Este tipo de queixa não é incomum nos pronto-atendimentos infantis. Embora sejam muito raras patologias orgânicas que justifiquem esta queixa em crianças, um bom exame clínico deve ser realizado no sentido de se descartar a possibilidade de doenças que possam resultar em quadros respiratórios ou cardíacos.

Ao mesmo tempo em que se avalia clinicamente, vamos perguntando aos pais se há alguma mudança na vida da criança ou se aconteceu algo que para ela possa ter sido importante.

Invariavelmente a resposta é negativa a princípio, mas à medida que os exames se apresentam normais, surgem fatos que passaram desapercebidos pelos adultos mas que provavelmente estão sendo motivo de angústia para a criança....
Por exemplo, mudança de casa e de escola há pouco tempo; a criança passa a ficar só durante muitas horas enquanto a mãe trabalha; situação de roubo na casa; ameaça de violência para a família (mesmo não concretizada). Ou outras aparentemente mais sutis como mudança temporária de professora... enfim sempre haverá uma situação que para a criança pode estar resultando em sofrimento psíquico .

Na maioria das vezes o que acontece é que os adultos já elaboraram os fatos ocorridos e estão preocupados em agilizar as tarefas do dia-a-dia e não percebem o quanto pode ser difícil para uma criança fazer o mesmo.

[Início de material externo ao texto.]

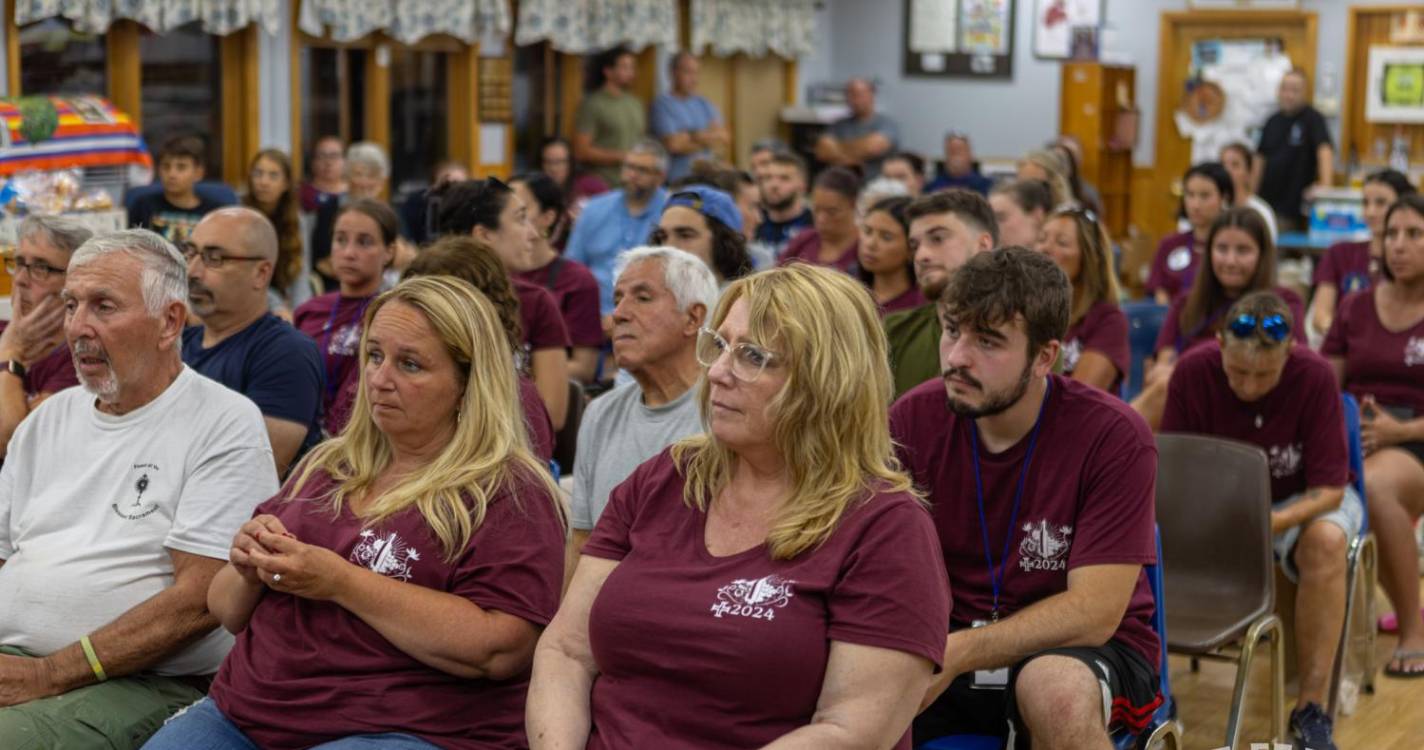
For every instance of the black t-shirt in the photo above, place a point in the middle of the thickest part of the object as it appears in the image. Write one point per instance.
(173, 222)
(1289, 143)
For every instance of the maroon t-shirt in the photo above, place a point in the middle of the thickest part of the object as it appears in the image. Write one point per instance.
(306, 672)
(1349, 266)
(910, 299)
(1174, 337)
(1102, 329)
(576, 293)
(1377, 362)
(1174, 266)
(1299, 423)
(806, 248)
(729, 652)
(335, 323)
(1088, 500)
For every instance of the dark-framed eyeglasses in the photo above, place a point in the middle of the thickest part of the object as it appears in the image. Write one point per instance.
(211, 255)
(748, 360)
(37, 269)
(1272, 326)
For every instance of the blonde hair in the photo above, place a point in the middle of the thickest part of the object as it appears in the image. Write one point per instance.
(490, 449)
(830, 417)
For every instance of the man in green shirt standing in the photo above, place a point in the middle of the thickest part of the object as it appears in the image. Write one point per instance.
(946, 229)
(610, 118)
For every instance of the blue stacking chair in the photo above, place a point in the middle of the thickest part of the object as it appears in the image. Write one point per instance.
(1144, 322)
(1360, 571)
(1162, 727)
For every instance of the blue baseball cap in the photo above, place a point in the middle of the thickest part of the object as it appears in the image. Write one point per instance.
(711, 202)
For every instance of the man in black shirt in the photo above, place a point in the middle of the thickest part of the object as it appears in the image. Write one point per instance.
(1296, 154)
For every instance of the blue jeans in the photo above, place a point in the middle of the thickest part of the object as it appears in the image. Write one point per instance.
(202, 726)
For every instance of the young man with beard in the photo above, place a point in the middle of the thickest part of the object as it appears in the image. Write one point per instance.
(785, 212)
(1043, 494)
(946, 229)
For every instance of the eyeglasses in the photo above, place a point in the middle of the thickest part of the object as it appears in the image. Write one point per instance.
(37, 271)
(748, 362)
(212, 256)
(1273, 326)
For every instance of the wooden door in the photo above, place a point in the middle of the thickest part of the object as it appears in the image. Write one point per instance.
(1178, 33)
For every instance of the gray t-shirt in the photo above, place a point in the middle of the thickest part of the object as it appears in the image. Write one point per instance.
(852, 128)
(620, 433)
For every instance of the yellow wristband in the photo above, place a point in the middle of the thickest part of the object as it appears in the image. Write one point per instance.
(93, 658)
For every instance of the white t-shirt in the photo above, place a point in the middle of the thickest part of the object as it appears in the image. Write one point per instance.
(90, 505)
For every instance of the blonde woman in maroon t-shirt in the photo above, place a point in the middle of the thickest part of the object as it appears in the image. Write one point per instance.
(1376, 346)
(773, 582)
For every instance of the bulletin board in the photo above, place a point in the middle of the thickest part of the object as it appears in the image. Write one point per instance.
(959, 39)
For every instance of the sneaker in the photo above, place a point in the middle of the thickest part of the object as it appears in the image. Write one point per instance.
(1312, 727)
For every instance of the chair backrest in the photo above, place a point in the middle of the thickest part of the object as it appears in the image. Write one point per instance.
(1144, 322)
(1213, 513)
(1352, 434)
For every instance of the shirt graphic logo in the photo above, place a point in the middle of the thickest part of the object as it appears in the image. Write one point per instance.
(756, 598)
(134, 503)
(388, 555)
(1285, 460)
(1044, 547)
(1071, 352)
(1414, 352)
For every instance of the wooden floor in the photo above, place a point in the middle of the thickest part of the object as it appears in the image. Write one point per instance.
(1390, 719)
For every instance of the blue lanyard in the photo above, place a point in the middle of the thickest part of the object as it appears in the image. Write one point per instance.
(996, 575)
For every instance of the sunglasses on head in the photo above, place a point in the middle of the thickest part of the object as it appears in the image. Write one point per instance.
(1273, 326)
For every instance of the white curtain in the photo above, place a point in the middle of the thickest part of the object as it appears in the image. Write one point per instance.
(590, 26)
(755, 27)
(217, 16)
(406, 20)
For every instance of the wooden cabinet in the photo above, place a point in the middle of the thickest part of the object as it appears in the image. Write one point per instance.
(1098, 108)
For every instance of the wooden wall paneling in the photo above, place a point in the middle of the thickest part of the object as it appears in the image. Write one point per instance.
(1367, 27)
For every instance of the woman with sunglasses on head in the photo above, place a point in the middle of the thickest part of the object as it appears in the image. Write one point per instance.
(1095, 349)
(1206, 192)
(705, 222)
(1376, 346)
(782, 558)
(363, 246)
(1352, 266)
(1258, 384)
(489, 211)
(1241, 259)
(886, 262)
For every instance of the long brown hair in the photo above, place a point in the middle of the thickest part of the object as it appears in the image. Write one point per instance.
(284, 218)
(1208, 296)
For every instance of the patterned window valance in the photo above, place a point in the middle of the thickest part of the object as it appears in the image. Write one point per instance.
(590, 26)
(217, 16)
(406, 20)
(754, 27)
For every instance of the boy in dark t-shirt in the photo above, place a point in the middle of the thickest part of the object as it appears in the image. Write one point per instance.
(1041, 490)
(1255, 386)
(178, 208)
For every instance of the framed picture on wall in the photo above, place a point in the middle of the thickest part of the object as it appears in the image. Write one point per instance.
(1396, 86)
(1058, 22)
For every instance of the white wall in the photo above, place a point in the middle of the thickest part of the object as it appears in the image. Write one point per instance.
(1007, 118)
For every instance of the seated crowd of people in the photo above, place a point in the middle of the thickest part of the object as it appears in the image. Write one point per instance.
(856, 470)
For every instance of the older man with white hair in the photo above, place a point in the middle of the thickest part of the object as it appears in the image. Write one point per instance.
(117, 507)
(239, 343)
(661, 299)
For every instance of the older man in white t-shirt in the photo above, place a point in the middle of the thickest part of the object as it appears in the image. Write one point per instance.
(118, 503)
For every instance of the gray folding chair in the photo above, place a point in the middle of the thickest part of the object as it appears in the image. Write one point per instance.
(1213, 510)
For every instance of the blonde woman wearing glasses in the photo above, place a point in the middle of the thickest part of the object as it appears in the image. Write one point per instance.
(773, 582)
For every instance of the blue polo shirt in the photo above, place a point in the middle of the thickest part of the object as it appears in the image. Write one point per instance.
(269, 362)
(604, 231)
(682, 114)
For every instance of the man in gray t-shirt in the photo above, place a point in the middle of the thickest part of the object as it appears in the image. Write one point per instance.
(865, 137)
(662, 296)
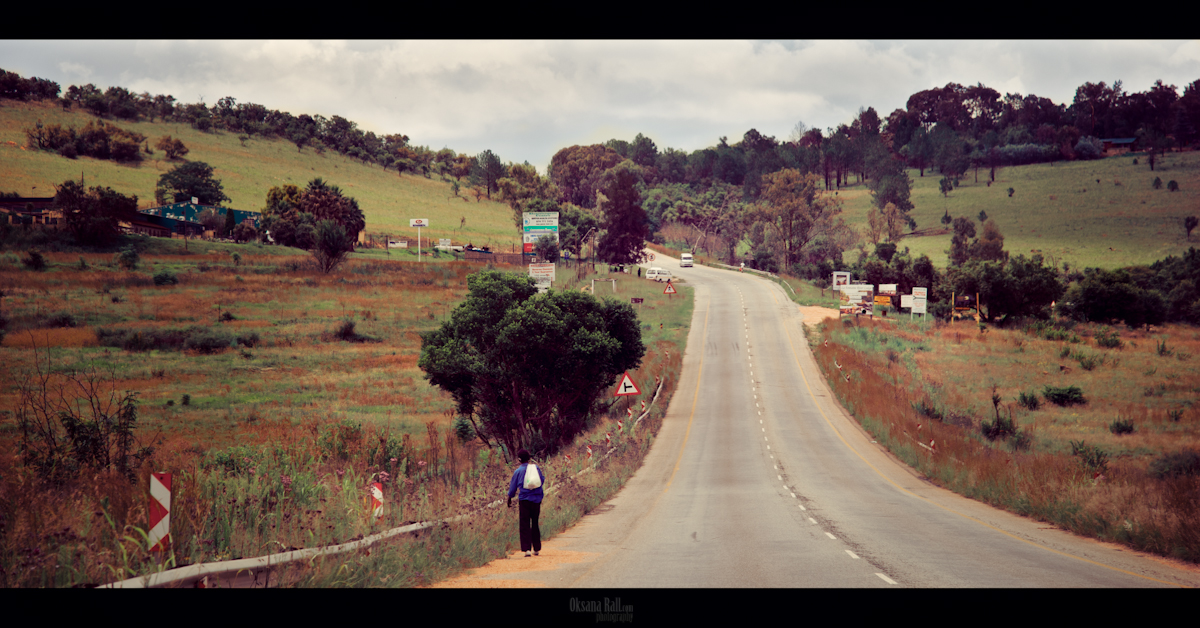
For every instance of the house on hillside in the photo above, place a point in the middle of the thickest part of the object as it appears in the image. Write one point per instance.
(1116, 145)
(184, 217)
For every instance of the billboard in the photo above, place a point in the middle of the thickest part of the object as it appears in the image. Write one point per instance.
(535, 226)
(857, 298)
(840, 279)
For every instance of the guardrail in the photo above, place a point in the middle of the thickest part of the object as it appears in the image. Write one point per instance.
(195, 575)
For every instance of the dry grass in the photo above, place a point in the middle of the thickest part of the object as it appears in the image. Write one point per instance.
(954, 368)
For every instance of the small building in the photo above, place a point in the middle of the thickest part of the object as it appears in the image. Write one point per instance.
(184, 217)
(1120, 144)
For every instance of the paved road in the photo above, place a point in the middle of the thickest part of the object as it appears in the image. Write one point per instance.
(760, 479)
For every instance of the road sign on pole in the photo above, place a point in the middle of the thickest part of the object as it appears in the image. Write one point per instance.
(627, 387)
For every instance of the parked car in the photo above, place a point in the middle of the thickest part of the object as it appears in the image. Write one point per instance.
(658, 274)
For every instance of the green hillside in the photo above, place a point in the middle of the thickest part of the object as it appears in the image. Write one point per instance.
(247, 172)
(1061, 210)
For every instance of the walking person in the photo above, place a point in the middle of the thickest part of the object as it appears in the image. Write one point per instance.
(529, 502)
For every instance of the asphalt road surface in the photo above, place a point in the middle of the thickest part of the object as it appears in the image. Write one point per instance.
(759, 478)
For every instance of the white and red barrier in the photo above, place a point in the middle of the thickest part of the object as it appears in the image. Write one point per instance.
(160, 512)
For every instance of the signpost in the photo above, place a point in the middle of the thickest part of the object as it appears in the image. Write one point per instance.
(627, 387)
(419, 223)
(543, 275)
(535, 226)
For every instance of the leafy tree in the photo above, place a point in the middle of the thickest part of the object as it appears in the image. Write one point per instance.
(797, 210)
(331, 245)
(487, 172)
(93, 215)
(624, 221)
(526, 369)
(546, 249)
(327, 202)
(187, 180)
(576, 171)
(522, 186)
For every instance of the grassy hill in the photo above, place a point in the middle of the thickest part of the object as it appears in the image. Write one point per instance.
(1061, 210)
(1057, 209)
(247, 172)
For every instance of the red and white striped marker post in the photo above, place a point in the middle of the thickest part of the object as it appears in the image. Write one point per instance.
(160, 512)
(377, 500)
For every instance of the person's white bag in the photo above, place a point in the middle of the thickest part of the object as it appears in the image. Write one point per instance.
(533, 479)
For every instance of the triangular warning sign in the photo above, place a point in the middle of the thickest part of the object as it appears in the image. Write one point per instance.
(627, 387)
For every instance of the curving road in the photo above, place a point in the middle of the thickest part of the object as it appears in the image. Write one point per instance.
(759, 478)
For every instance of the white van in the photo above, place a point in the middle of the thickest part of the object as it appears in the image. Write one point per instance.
(658, 274)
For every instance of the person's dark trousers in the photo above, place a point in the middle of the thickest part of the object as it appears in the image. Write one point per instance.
(531, 534)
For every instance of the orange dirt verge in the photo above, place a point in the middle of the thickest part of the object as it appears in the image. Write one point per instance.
(814, 315)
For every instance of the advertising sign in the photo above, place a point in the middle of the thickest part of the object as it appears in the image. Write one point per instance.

É importante salientar que nem sempre as situações são facilmente identificáveis pelos adultos, pois podem tratar-se de questões mais subjetivas do que uma mudança do ambiente, como é o caso de um sentimento de baixa auto-estima ou da dificuldade em externalizar um afeto.

A dor no peito é apenas um exemplo de somatizações. Na clínica encontramos outros tipos, dentre os quais: desmaios, tremores, tonturas, dores de cabeça, vômitos, dores de barriga.

A dor física como manifestação de angústia é tão importante quanto a manifestação de uma doença orgânica e deve também ser motivo de atenção dos pais para procurar ajuda especializada no caso de ter sido diagnosticada. É importante não banalizá-la, não é porque nos exames clínicos que uma patologia orgânica não é encontrada, que podemos dizer que a criança está bem, que não tem nada e o que ela apresenta pode ser “frescura” ou “birra”.